血液型検査:ABO血液型検査、Rh血液型検査、不規則抗体検査、HLA検査(一部)
抗原・抗体検査:梅毒血清学的検査、B型肝炎ウイルス検査(HBs抗原、HBs抗体、HBC抗体)、C型肝炎ウイルス検査(HCV抗体)、ヒト免疫不全ウイルス(HIV)検査(HIV-1、2抗体)、HTLV-1抗体検査、ヒトパルボウイルスB19検査
核酸増幅検査:B型肝炎ウイルス検査、C型肝炎ウイルス検査、HIV検査
生化学検査
血球計数検査

検査|安全な血液の供給のために|血液事業|活動内容・実績を知る|日本赤十字社

宇崎ちゃんに釣られてくるオタクの血液は汚いなんてのもただの偏見だ。

宇崎ちゃんの「献血怖い人を笑うかのような物言い」を見て「献血に行かないのはダサいのかな」と思い献血に行く人は、果たして本当に自由意志なのだろうか。
宇崎ちゃんの言葉の裏に「注射怖いのだっさww献血行けよwwww」という言葉が読み取れたりしないだろうか。献血しない人を追い詰めていないだろうか。

また、献血できない人がいることも忘れないで欲しい。怖くて出来ないんじゃない、体重が足りなかったり、血圧が低かったり、血管が細かったりして献血ができない人間もいる。だから安易に献血を煽るべきではないのだ。先輩はパッと見献血できそうな体をしているが、過去に大きな病気や怪我で輸血を受けたり、海外に長期滞在していたりしたかもしれない。

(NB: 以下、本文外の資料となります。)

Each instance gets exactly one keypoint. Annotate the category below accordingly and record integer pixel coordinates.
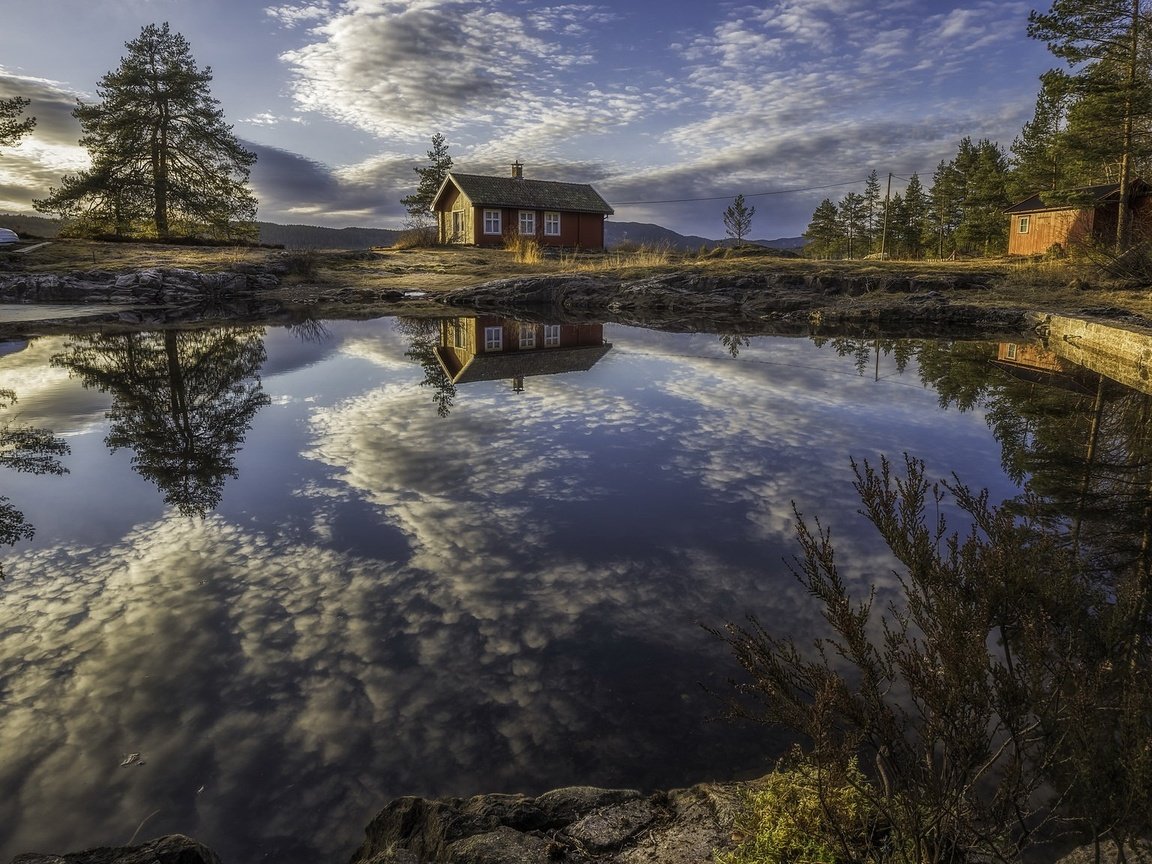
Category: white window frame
(493, 339)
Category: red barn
(1077, 217)
(477, 210)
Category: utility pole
(884, 233)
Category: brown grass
(1062, 285)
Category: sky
(668, 107)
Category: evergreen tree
(824, 232)
(164, 161)
(13, 126)
(1038, 153)
(853, 213)
(419, 204)
(914, 225)
(984, 227)
(873, 204)
(737, 219)
(946, 209)
(1101, 42)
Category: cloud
(406, 70)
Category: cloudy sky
(661, 104)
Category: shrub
(803, 812)
(959, 695)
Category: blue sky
(649, 100)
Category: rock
(172, 849)
(613, 826)
(576, 824)
(153, 285)
(502, 846)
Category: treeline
(960, 213)
(1092, 126)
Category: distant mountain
(317, 237)
(30, 227)
(648, 234)
(652, 235)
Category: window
(493, 339)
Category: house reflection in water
(1037, 363)
(489, 348)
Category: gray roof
(522, 364)
(527, 194)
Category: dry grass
(1061, 285)
(620, 258)
(524, 250)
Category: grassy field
(1056, 286)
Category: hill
(311, 236)
(317, 237)
(648, 234)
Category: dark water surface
(293, 573)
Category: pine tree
(1101, 42)
(946, 207)
(419, 204)
(824, 233)
(914, 224)
(853, 215)
(13, 126)
(1039, 159)
(984, 227)
(164, 161)
(737, 219)
(873, 202)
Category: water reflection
(182, 402)
(28, 449)
(393, 599)
(469, 349)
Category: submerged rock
(576, 824)
(172, 849)
(150, 286)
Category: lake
(280, 575)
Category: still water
(280, 575)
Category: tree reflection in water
(28, 449)
(182, 402)
(1021, 649)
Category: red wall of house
(577, 230)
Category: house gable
(480, 210)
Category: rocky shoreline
(759, 301)
(563, 826)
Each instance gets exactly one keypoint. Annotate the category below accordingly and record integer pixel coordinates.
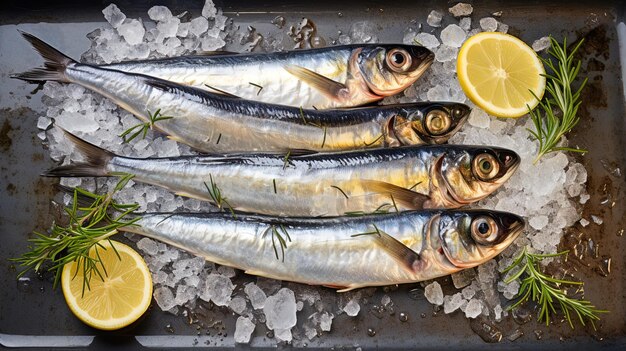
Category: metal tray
(34, 315)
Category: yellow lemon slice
(496, 72)
(115, 301)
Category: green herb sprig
(551, 126)
(547, 291)
(88, 225)
(142, 128)
(218, 198)
(278, 237)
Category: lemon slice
(496, 72)
(118, 300)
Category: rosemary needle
(551, 126)
(547, 291)
(88, 225)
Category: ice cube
(164, 298)
(148, 246)
(132, 30)
(461, 9)
(209, 10)
(541, 44)
(538, 222)
(256, 295)
(453, 36)
(218, 289)
(463, 278)
(465, 23)
(326, 320)
(438, 93)
(169, 27)
(43, 122)
(113, 15)
(244, 327)
(433, 293)
(446, 53)
(473, 309)
(159, 13)
(226, 271)
(283, 334)
(280, 310)
(452, 303)
(352, 308)
(198, 26)
(427, 40)
(76, 123)
(434, 18)
(237, 304)
(488, 24)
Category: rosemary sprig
(142, 128)
(216, 195)
(88, 225)
(278, 237)
(546, 291)
(551, 126)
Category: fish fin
(189, 195)
(97, 160)
(222, 92)
(404, 196)
(408, 258)
(161, 84)
(316, 80)
(215, 53)
(54, 65)
(258, 273)
(301, 152)
(336, 287)
(175, 138)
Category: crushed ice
(546, 194)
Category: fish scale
(329, 251)
(401, 178)
(217, 123)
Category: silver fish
(339, 76)
(341, 252)
(321, 184)
(213, 122)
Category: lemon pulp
(498, 71)
(119, 298)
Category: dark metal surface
(34, 315)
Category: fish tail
(96, 165)
(54, 66)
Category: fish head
(433, 123)
(470, 238)
(466, 174)
(389, 69)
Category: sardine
(341, 252)
(339, 76)
(211, 122)
(320, 184)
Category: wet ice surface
(546, 194)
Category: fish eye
(485, 166)
(457, 112)
(399, 60)
(484, 230)
(437, 122)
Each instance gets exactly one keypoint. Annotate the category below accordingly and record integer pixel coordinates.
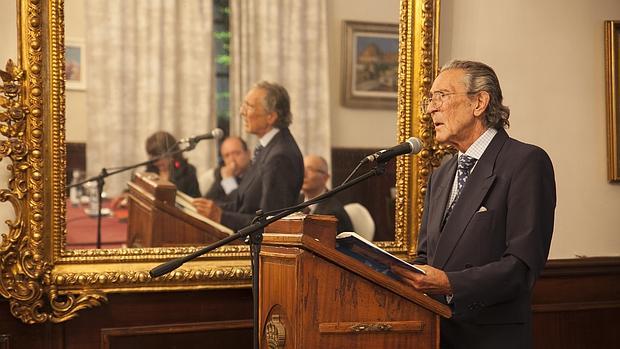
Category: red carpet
(82, 229)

ここまで言っているが、宇崎ちゃんやその他普通の人が会話の流れで「献血怖いの?ダサ!行けよ!www」と言うのは大きな問題ではないと思う。
これを倫理規定や献血に関する法律を遵守しなければいけない日赤がメッセージとして出してしまったから問題なのだ。

たとえば宇崎ちゃんのセリフが
「先輩献血行くんスか?じゃあ私も一緒に行くっス!」
なら問題なかったと思う。先輩が自分の意思で献血に行こうとしていることが読み取れるからだ。

私はよく献血をしにいく。体重や血圧の問題できちっと400ml取れたことはない。申し訳ないなと思いながら200ml献血をする。最近は成分献血に何回か挑んだが血圧の低さと血管の細さで2回断られた。

私が献血しに行く理由はぶっちゃけ自傷行為だ。
手首を切るよりも安全で傷跡も残りにくい。看護師さんに優しくしてもらえるし、いいことをした感で自己肯定感も高まり、アイスも食べられる。ついでに人助けも出来ているらしい。いいことづくめだ。献血はメンタルにいいぞ。

今回の宇崎ちゃんポスターの件で、献血に行く人が増えてたらいいなと思う。宇崎ちゃんのセリフをみて行かなきゃ…となるのではなく、宇崎ちゃんとコラボしてる!かわいい!みたいなポジティブな気持ちで自発的に行く人が増えたらよかったなと思う。問題はあったけど、結局結果オーライだったのかな。
自傷行為でも良いことしてみたい精神でもなんでもいい、クリアファイル欲しいでもいいんだ、献血に行きたいなって思ったら行くといいと思う。あくまでも体調のいいときに自発的にね。